Sherlock Holmes intervino:

– Imposible. El criminal mismo insiste en que se trata de pistas dejadas deliberadamente.

– ¿Por qué mata solamente mujeres? -preguntó Chiquinha Gonzaga.

– Será porque son más débiles -aventuró Alberto Fazelli.

– No siempre -aseguró Chiquinha.

– Porque las odia -sugirió Paula Nei.

– Eso tiene más sentido. Pero es que odia a todas las mujeres -preguntó Guimaráes Passos.

– Puede ser que a sus ojos la mujer sea el símbolo de la perversión de costumbres que domina en nuestros días -dictaminó Solera de Lara.

– A lo mejor es que les tiene miedo -añadió Chiquinha Gonzaga.

– Es posible. Quizá tenga miedo de algo que las mujeres despiertan en él -propuso Holmes.

– O que no consiguen despertar en él -dijo Agostini, que hasta entonces había guardado silencio, garabateando en su bloc de dibujo.

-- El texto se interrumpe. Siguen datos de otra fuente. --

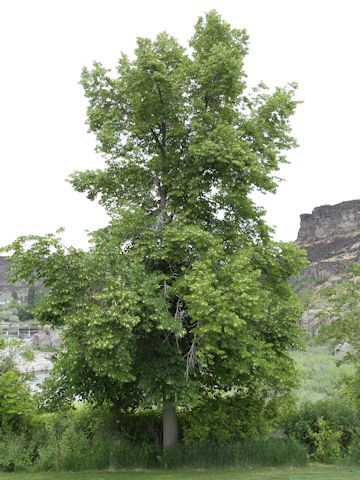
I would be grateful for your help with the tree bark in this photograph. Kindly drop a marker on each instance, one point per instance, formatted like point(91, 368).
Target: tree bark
point(170, 425)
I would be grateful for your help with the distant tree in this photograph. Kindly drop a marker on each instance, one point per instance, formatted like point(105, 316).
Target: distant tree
point(184, 296)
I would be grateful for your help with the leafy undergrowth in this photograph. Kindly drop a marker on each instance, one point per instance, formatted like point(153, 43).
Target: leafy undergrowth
point(313, 472)
point(320, 375)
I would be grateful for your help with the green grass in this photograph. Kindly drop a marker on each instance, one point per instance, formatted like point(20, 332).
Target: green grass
point(319, 374)
point(312, 472)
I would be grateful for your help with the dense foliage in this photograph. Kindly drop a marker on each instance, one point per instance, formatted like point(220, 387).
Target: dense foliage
point(184, 298)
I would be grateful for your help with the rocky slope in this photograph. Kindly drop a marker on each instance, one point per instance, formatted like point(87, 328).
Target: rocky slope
point(331, 237)
point(7, 290)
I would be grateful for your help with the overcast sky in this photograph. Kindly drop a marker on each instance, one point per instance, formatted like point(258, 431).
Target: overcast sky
point(43, 137)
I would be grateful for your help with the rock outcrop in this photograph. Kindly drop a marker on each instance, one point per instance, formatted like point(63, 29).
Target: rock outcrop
point(10, 291)
point(331, 237)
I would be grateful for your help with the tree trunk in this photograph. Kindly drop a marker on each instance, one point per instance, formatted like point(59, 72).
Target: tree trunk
point(170, 426)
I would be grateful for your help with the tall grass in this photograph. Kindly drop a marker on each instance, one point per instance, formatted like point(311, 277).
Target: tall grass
point(320, 374)
point(247, 452)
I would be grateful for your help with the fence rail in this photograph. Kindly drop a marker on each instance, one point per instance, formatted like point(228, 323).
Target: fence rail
point(19, 330)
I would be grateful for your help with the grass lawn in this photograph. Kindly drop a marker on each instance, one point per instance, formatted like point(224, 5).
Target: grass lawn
point(312, 472)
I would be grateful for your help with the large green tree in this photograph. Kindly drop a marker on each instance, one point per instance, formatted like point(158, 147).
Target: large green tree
point(184, 294)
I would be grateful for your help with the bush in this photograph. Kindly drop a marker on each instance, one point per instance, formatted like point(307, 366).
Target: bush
point(312, 422)
point(326, 442)
point(14, 453)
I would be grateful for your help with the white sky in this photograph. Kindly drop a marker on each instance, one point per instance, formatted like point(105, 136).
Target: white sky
point(43, 137)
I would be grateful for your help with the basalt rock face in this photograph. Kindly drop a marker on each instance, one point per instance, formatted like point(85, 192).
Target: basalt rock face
point(331, 237)
point(10, 291)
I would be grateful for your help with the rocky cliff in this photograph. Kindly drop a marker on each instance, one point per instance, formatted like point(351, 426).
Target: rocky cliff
point(331, 237)
point(8, 291)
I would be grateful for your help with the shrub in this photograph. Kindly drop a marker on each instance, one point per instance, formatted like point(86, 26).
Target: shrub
point(326, 442)
point(339, 420)
point(15, 455)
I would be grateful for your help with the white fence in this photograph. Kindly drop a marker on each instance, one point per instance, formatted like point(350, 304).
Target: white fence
point(19, 329)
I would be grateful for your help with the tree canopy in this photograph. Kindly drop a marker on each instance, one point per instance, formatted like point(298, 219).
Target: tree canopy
point(183, 295)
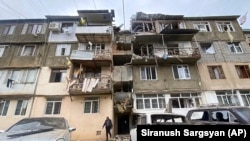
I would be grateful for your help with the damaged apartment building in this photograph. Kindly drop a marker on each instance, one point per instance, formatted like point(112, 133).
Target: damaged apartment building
point(84, 68)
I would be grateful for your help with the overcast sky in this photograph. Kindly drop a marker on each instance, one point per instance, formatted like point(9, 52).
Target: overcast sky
point(124, 9)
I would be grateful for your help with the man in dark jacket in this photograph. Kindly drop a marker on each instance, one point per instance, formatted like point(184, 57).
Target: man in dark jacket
point(108, 125)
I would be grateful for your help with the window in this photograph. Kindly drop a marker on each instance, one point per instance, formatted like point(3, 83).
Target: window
point(58, 75)
point(181, 72)
point(243, 71)
point(53, 106)
point(150, 101)
point(9, 29)
point(207, 48)
point(91, 105)
point(67, 28)
point(23, 76)
point(227, 98)
point(224, 26)
point(21, 107)
point(4, 106)
point(28, 50)
point(245, 95)
point(185, 100)
point(216, 72)
point(148, 73)
point(202, 26)
point(34, 28)
point(63, 49)
point(235, 48)
point(2, 47)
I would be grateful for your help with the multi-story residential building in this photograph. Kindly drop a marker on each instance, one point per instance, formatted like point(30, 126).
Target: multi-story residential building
point(22, 49)
point(85, 69)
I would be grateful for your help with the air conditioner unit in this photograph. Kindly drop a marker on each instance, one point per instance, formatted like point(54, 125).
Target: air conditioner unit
point(54, 26)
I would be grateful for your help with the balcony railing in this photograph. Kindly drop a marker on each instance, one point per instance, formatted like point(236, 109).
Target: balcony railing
point(90, 85)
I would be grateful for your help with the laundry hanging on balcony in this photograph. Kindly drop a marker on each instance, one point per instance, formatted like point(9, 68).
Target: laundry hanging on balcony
point(89, 84)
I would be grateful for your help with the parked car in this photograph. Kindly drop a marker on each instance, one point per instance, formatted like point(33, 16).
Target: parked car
point(158, 119)
point(232, 115)
point(39, 129)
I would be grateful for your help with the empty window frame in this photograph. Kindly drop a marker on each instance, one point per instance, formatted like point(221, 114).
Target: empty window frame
point(58, 75)
point(67, 28)
point(224, 26)
point(27, 50)
point(185, 100)
point(91, 105)
point(63, 49)
point(2, 48)
point(4, 106)
point(21, 107)
point(181, 72)
point(235, 47)
point(202, 26)
point(216, 72)
point(245, 95)
point(150, 101)
point(34, 28)
point(53, 106)
point(207, 48)
point(148, 73)
point(243, 71)
point(227, 98)
point(23, 76)
point(9, 29)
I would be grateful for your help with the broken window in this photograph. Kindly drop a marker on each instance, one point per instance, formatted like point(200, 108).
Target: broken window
point(207, 48)
point(243, 71)
point(216, 72)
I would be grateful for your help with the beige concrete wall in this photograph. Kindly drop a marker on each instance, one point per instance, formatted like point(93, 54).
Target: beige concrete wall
point(232, 80)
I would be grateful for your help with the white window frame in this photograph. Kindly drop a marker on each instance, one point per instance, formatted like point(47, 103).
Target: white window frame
point(186, 100)
point(207, 49)
point(54, 72)
point(4, 106)
point(235, 47)
point(54, 102)
point(203, 26)
point(146, 73)
point(150, 101)
point(225, 24)
point(91, 108)
point(182, 71)
point(245, 95)
point(9, 29)
point(34, 28)
point(25, 50)
point(63, 50)
point(2, 48)
point(21, 107)
point(227, 97)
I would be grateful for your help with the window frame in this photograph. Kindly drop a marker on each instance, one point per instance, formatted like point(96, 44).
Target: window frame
point(184, 70)
point(94, 103)
point(202, 26)
point(21, 107)
point(216, 72)
point(54, 74)
point(145, 71)
point(150, 101)
point(53, 111)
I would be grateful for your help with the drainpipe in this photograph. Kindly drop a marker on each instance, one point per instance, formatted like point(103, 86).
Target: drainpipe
point(33, 96)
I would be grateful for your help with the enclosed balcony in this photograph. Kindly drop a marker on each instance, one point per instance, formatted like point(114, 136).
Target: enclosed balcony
point(100, 34)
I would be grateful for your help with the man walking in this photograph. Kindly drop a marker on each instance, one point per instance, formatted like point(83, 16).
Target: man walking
point(108, 125)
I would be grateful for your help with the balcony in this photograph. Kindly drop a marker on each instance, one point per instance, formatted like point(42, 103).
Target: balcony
point(98, 34)
point(92, 85)
point(161, 55)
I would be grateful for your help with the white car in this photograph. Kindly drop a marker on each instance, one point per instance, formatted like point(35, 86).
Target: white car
point(158, 118)
point(38, 129)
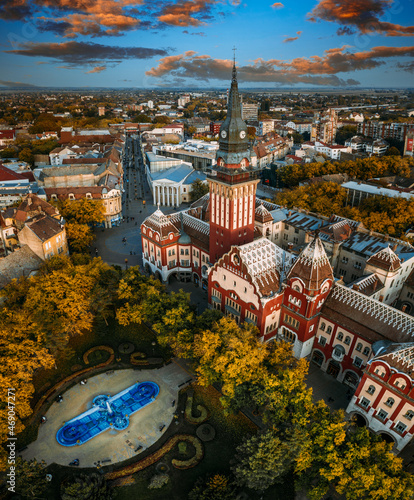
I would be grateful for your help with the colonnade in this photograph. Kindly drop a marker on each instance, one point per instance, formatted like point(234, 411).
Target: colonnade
point(167, 195)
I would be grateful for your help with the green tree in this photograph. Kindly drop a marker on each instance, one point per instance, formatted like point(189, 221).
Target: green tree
point(262, 461)
point(31, 479)
point(86, 487)
point(198, 189)
point(216, 487)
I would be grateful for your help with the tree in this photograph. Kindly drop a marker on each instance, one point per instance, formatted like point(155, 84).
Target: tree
point(83, 211)
point(31, 479)
point(216, 487)
point(198, 189)
point(86, 487)
point(393, 151)
point(262, 460)
point(80, 236)
point(229, 354)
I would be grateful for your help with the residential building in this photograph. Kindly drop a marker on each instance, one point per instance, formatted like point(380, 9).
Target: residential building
point(385, 130)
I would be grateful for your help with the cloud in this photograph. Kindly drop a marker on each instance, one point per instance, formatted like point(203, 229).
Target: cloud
point(16, 84)
point(197, 33)
point(292, 38)
point(362, 14)
point(409, 67)
point(183, 13)
point(315, 70)
point(72, 18)
point(83, 53)
point(97, 69)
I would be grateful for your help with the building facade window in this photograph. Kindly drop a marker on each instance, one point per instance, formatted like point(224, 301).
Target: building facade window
point(382, 414)
point(365, 402)
point(400, 427)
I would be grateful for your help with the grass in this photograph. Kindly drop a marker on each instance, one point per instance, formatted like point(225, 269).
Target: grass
point(111, 335)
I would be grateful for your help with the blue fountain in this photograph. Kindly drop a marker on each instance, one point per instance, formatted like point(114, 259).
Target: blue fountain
point(107, 413)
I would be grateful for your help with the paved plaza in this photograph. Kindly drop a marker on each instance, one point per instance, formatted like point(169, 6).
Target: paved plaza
point(111, 446)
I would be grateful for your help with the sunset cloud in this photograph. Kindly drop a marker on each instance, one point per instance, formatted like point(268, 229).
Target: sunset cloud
point(315, 70)
point(183, 13)
point(364, 15)
point(292, 38)
point(83, 53)
point(71, 19)
point(97, 69)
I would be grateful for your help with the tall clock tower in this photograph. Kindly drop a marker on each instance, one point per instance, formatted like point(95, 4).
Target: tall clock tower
point(233, 183)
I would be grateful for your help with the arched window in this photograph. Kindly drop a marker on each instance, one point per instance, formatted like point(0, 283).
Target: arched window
point(380, 371)
point(409, 415)
point(401, 383)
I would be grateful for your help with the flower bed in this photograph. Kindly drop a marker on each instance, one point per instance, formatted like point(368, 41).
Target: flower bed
point(193, 461)
point(99, 348)
point(189, 410)
point(67, 379)
point(138, 358)
point(157, 455)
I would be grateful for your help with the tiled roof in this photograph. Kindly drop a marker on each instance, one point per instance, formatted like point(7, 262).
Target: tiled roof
point(21, 262)
point(400, 356)
point(44, 227)
point(368, 285)
point(385, 259)
point(8, 175)
point(312, 266)
point(33, 203)
point(371, 318)
point(262, 214)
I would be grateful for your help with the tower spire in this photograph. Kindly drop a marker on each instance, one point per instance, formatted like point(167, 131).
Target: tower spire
point(234, 74)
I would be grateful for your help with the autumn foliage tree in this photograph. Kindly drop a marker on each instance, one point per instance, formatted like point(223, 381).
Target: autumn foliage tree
point(80, 216)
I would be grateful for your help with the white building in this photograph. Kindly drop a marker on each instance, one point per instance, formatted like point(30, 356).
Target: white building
point(173, 186)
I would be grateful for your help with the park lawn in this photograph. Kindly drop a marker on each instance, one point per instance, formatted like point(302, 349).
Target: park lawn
point(230, 430)
point(111, 335)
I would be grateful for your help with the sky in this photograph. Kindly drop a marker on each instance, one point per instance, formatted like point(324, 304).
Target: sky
point(189, 43)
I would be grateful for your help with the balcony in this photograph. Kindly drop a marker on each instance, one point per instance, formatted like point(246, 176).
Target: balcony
point(338, 353)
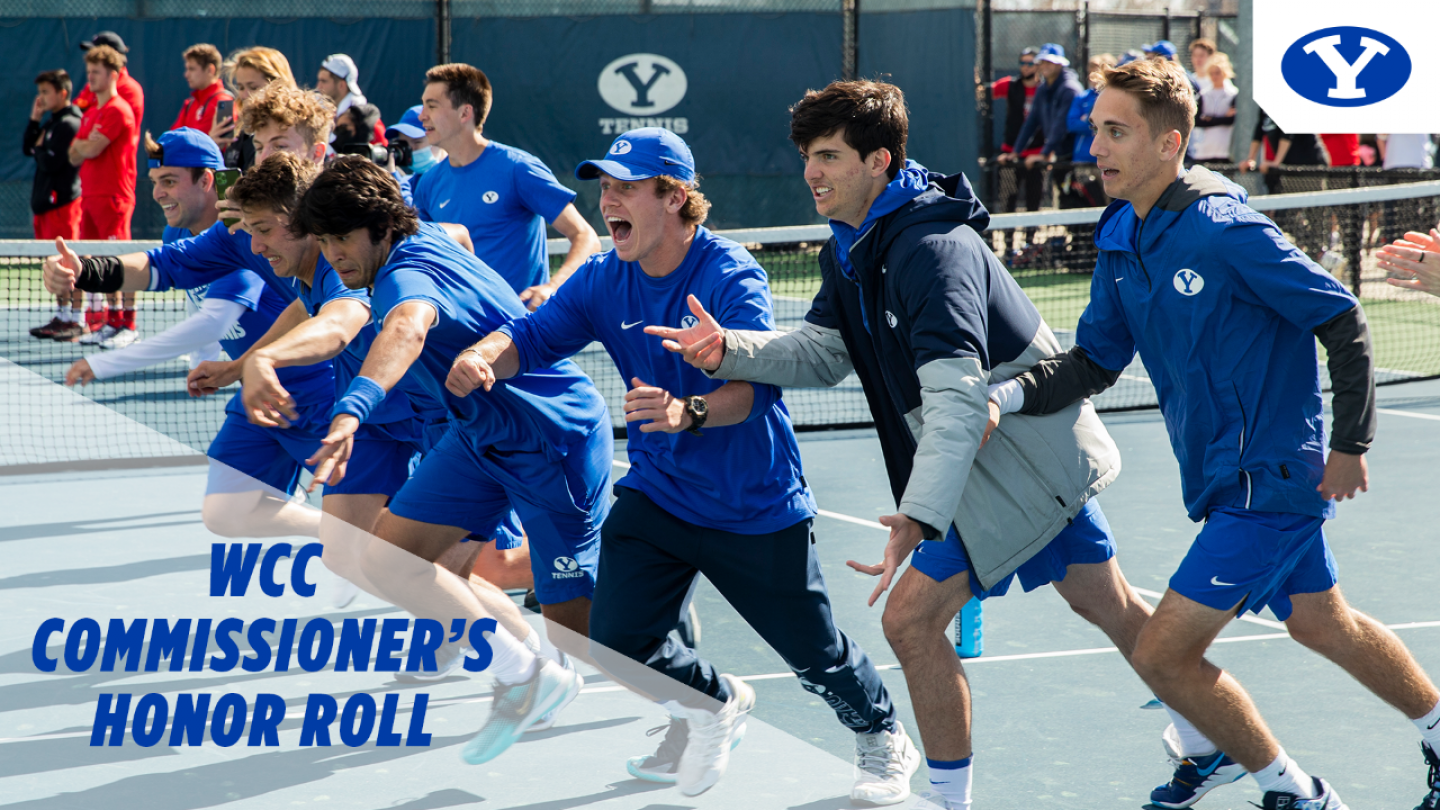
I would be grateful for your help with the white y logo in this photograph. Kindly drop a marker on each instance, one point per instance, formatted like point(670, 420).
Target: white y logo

Les mostró la hoja, donde había dibujado un violinista vestido de negro. En vez del arco, llevaba en la mano un enorme compás para medir cráneos. Le colgaba del cuello un collar de orejas y bailaba pisoteando un montón de mujeres muertas, desnudas, de cuyas vaginas, casi lampiñas, saltaban cuerdas de violín retorcidas como muelles de reloj. Su miembro, flácido y pequeño, le salía, colgante, de los pantalones. Tan pavorosa era la figura que todos quedaron como hipnotizados por ella. Poco a poco fueron dándose cuenta de que el monstruo tenía las facciones del ilustre Nina Milet. Era una protesta silenciosa del artista contra las absurdas teorías que propugnaba el doctor.

Casi lo único positivo de la comida fue el postre especial con que la remató Afránio: Delicia de los Afligidos, un dulce a base de chocolate y ámbar. A todos les gustó mucho, y la consumieron ávidamente, pues, según el cocinero, era excelente para restaurar las energías perdidas en los excesos sexuales.